Drugmaker Valeant eyes multiple deals, posts profit

By Ashutosh Pandey and Rod Nickel

Feb 27 (Reuters) - Valeant Pharmaceuticals International Inc sees close to 50 opportunities for mergers or acquisitions, its chief executive said on Thursday, as it aims to become one of the world's five biggest pharmaceutical companies.

The company, Canada's largest listed drugmaker and maker of antidepressant drug Wellbutrin and over-the-counter remedy Cold-FX, swung to a higher-than-expected fourth-quarter profit driven by the acquisition of contact lens maker Bausch & Lomb Holdings Inc.

Shares rose 2 percent and 1.5 percent in Toronto and New York respectively in morning trading, touching all-time highs before paring gains. The Toronto-listed stock is up 33 percent so far in 2014.

Valeant, which aims to become one of the world's top five pharmaceutical companies by market capitalization by 2016, has grown rapidly through acquisitions amid a consolidation wave in the specialty pharmaceutical sector.

Chief executive officer Michael Pearson said the company is in multiple deal discussions, as it typically is, and has no set plan for how it will triple its market cap to $150 billion.

"In terms of the number of opportunities out there, it's not five, 10 or 15, it's probably closer to 50," Pearson said on a conference call with analysts. Some of the opportunities are with privately held companies, others are based outside the United States and there are also pieces of larger companies that interest Valeant, he said.

"A lot of this is very opportunistic. A lot of it depends on the price."

Pearson said Valeant was not interested in Forest Laboratories Inc, which generic drugmaker Actavis Plc said on Feb. 18 it would buy for about $25 billion in cash and stock.

Valeant is likely this year to pull off an acquisition similar in size to the $8.7 billion Bausch & Lomb purchase, Pearson said, and is also looking for smaller deals in China, Russia, the Middle East, Southeast Asia and Latin America.

Pearson seemed to be keeping all of his options open, said Stifel Nicolaus analyst Annabel Samimy.

"To me, it seems right now he's got a lot of bolt-on opportunities that he's looking at" in preferred consumer-pay areas of opthalmology and aesthetics, or even dental and animal health, she said.

"He's trying to get people to think bigger and beyond what their myopic ideas are about who he can potentially buy."

Merck & Co Inc and Swiss drugmaker Novartis have both signaled in recent months they are considering options for their animal health businesses.

Valeant's net income attributable to the company was $123.8 million, or 36 cents per share, for the fourth quarter ended Dec. 31. The company reported a loss of $89.1 million, or 29 cents per share, a year earlier.

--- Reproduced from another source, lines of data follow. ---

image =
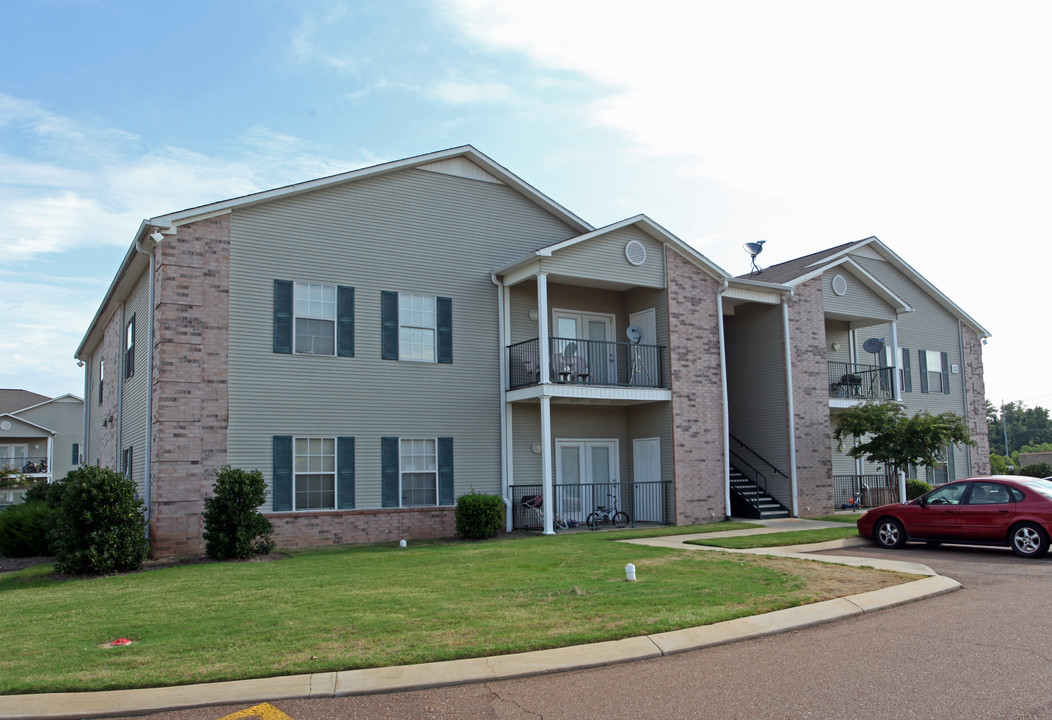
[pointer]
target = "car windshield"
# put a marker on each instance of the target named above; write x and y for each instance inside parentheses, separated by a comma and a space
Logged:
(1043, 486)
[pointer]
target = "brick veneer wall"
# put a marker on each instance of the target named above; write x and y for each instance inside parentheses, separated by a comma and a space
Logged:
(975, 401)
(304, 530)
(189, 412)
(810, 394)
(698, 419)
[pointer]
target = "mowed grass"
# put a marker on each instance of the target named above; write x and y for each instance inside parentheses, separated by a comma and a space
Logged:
(780, 539)
(366, 606)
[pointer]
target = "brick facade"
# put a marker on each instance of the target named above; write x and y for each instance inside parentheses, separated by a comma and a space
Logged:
(698, 415)
(189, 412)
(975, 401)
(810, 394)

Cash earnings, or profit adjusted for one-time items, were$731.5 million, or $2.15 per share.

Revenue more than doubled to $2.06 billion.

Analysts had expected cash earnings of $2.06 per share on revenue of $2.06 billion, according to Thomson Reuters I/B/E/S.

The company reaffirmed its 2014 guidance of cash earnings per share ranging from $8.25 to $8.75 and revenue of $8.2 billion to $8.6 billion. It expects to raise guidance once its $475 million acquisition of PreCision Dermatology has closed.